During the question and answer session, Illinois State Senator Mattie Hunter (D-3rd) declared her unequivocal support for expanding access to trauma care in the South Side, saying it is now her “number one priority.” She promised FLY and SHE leaders that she would push for a hearing with a representative from the governor’s office, a State Department official in charge of implementing the Affordable Care Act, and other relevant political figures in the area to help push the movement forward.
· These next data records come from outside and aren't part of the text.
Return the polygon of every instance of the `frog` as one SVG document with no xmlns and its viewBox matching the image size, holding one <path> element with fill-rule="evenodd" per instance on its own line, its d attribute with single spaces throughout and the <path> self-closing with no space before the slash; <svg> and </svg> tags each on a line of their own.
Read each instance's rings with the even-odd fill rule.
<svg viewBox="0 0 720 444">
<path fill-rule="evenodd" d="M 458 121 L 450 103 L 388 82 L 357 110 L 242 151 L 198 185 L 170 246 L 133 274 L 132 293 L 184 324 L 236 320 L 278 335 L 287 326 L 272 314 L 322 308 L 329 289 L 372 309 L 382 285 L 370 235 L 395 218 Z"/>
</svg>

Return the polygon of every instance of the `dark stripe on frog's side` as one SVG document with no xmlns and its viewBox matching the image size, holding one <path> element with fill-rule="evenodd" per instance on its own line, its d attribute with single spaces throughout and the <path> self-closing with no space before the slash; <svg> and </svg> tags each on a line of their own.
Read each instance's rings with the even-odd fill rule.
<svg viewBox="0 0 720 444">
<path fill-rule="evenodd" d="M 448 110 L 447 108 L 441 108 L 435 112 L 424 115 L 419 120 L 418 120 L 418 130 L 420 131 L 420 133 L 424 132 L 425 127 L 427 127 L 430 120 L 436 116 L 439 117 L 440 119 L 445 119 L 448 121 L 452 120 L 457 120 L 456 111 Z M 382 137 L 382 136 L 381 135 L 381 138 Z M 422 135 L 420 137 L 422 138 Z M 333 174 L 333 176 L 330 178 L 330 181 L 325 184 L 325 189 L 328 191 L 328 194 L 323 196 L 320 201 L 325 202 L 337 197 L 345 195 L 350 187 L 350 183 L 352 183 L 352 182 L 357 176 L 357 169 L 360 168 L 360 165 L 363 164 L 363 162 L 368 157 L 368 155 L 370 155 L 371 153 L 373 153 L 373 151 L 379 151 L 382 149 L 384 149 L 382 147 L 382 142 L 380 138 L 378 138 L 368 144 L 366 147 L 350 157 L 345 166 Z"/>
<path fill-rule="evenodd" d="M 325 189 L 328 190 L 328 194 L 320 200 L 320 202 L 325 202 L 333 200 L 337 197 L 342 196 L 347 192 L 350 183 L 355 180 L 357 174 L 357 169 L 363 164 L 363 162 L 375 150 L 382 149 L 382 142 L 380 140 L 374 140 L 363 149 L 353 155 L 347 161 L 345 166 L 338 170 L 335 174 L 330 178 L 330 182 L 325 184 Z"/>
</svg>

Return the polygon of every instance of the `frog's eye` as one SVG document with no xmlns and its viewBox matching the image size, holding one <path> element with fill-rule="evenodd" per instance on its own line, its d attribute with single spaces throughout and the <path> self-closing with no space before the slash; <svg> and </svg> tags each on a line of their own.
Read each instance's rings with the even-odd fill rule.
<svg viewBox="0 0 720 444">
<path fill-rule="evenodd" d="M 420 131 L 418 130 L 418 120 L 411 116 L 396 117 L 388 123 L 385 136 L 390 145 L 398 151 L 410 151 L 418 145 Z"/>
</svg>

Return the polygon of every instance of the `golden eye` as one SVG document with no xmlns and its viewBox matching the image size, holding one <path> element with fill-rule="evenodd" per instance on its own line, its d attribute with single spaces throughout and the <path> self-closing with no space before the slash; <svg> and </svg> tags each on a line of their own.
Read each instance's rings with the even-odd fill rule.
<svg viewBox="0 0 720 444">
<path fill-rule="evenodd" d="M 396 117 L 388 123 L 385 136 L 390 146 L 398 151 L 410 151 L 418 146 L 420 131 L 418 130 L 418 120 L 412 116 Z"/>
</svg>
Toward the end of the event the crowd became agitated at Elsmo’s responses. FLY organizer Alex Goldenberg (A.B. '06) asked Elsmo if the University would commit to meeting Chicago-area physicians to discuss the possibility of being part of the foundation of a level-2 trauma center at Advocate Trinity hospital on the South Side, an idea that Gary Merlotti, a Mt. Sinai trauma director and one of the doctors who helped set up Chicago’s trauma network in the 1980s, discussed with other emergency care physicians from around the city this summer. Elsmo responded that the University had not been officially approached with this plan, but that discussing “regional solutions” remain a part of the University’s efforts to work with the community on increasing access to health care, and that hospital administrators are open to discussing such solutions.